Photos from attics. Family albums with pictures from the 60s and 70s showing what places actually looked like. These aren't in any archive—they're in people's homes.
Specific details. Which families owned which stores. Why businesses closed. What events happened. The stories that humanize the history.
That's what makes this different from just researching city directories. The community adds the human element.
No Pressure to Contribute
If you never contribute a single thing and just use the map to explore—that's great. Seriously. You don't owe me anything. I'm building this because it didn't exist and I wanted it to exist.
If everyone who used it felt obligated to contribute, that would ruin it. This isn't Wikipedia where you should feel guilty for not editing. This is a tool. Use it however you want.
But if you DO have memories, photos, or knowledge—and you want to add them—that helps everyone.

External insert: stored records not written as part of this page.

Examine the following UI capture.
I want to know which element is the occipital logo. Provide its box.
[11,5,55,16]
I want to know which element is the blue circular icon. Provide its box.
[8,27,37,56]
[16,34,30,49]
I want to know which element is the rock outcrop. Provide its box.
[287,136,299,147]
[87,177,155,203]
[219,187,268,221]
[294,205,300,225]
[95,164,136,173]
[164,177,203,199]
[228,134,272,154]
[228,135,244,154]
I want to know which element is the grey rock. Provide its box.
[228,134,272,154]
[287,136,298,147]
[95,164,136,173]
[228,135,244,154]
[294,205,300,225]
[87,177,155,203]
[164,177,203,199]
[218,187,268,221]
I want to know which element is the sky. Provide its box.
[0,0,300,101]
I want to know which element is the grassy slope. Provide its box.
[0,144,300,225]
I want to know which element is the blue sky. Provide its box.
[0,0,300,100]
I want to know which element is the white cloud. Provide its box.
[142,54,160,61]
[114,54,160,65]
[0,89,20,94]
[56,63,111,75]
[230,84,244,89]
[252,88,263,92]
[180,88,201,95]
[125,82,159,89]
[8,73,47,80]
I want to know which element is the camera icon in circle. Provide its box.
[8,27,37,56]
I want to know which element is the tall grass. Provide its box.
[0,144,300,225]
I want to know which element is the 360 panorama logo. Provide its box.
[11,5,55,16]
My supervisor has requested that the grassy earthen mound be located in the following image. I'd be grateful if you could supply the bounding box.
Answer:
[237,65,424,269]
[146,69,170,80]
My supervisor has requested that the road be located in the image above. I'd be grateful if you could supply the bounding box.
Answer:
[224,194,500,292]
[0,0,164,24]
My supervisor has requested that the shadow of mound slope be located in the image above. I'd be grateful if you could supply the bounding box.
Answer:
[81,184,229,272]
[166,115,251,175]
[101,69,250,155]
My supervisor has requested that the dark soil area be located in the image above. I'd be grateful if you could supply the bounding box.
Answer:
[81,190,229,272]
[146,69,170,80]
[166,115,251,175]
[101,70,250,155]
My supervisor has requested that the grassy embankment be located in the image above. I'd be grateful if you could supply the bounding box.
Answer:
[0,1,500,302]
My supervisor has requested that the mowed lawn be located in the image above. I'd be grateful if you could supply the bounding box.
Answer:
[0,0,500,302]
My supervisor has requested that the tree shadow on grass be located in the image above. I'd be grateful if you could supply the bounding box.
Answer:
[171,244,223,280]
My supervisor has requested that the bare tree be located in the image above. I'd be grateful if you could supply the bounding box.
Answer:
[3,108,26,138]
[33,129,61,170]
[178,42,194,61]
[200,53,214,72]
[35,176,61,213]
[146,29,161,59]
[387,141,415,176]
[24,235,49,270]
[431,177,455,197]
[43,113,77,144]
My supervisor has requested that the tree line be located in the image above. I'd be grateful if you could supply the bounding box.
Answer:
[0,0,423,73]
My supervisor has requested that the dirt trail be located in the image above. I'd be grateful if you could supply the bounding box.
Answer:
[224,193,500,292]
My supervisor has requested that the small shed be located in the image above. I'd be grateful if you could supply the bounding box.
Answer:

It's appreciated but not required.
How This Grows
As Palatine gets more documented, word spreads. More people discover it. Some of them remember things and add them. Others just explore. Both grow the community.
Eventually, other towns see this and want the same thing. They find their handful of passionate contributors. The model replicates.
That's how it scales—not through massive marketing campaigns, but through word of mouth from people who find it useful.
Join However You Want
There's no wrong way to be part of this community. Explorer. Contributor. Somewhere in between. All of it helps preserve what used to be here.